According to the Federal Bureau of Investigation, the American cities with the highest amount of sex trafficking of juveniles are Atlanta, Chicago, Dallas, Detroit, Las Vegas, Los Angeles, Miami, Minneapolis, New York, San Diego, San Francisco, St. Louis, Tampa, and Washington, D.C. According to the FBI, as many as 40 percent of all forced prostitutes are juveniles.

The sex slave business also includes the production of pornography. Juveniles featured in pornographic films are almost always forced into servitude. Adults who end up in porn magazines and films are also frequently drawn from foreign countries against their will.

The space for this column does not allow for the full description of the sex trafficking trade, nor is it possible to adequately describe the living hell in which its victims find themselves. It is a 24 hour-a-day nightmare from which they cannot escape. Those who use their "services" make this perverse, immoral and illegal industry possible.
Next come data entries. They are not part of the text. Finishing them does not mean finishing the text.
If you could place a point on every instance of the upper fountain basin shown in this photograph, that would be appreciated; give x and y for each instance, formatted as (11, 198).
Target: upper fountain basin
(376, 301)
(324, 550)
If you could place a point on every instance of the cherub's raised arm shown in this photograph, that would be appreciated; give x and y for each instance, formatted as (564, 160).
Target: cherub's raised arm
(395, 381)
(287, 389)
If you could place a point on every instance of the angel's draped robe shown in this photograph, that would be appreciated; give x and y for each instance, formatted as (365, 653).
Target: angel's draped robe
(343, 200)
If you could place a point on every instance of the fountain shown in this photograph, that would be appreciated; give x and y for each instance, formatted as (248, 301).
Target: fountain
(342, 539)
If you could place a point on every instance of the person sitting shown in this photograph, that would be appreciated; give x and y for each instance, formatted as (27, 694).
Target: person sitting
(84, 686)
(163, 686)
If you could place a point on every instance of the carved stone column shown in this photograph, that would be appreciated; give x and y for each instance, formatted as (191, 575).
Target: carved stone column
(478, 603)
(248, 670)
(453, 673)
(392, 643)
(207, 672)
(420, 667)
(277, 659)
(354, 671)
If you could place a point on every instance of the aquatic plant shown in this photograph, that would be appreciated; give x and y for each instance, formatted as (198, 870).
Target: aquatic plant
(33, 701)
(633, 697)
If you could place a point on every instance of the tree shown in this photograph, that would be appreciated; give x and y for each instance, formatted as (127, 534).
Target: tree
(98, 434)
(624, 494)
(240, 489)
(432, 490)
Law enforcement at the local, state, national and international levels are aware of this terrible crime and we are continuously improving our ability to track down and arrest the criminals who perpetrate these sex slave crimes. The federal government has made the apprehension and prosecution of trafficking suspects a priority. In an address to the United Nations, President George Bush called the sex slave trade "a humanitarian crisis." Fortunately, this problem has begun to receive the attention it deserves and requires. The suffering and difficulties for each victim is not voluntary or willing. The only thing they have to protect them is law enforcement and a society that is intolerant to this kind of crime.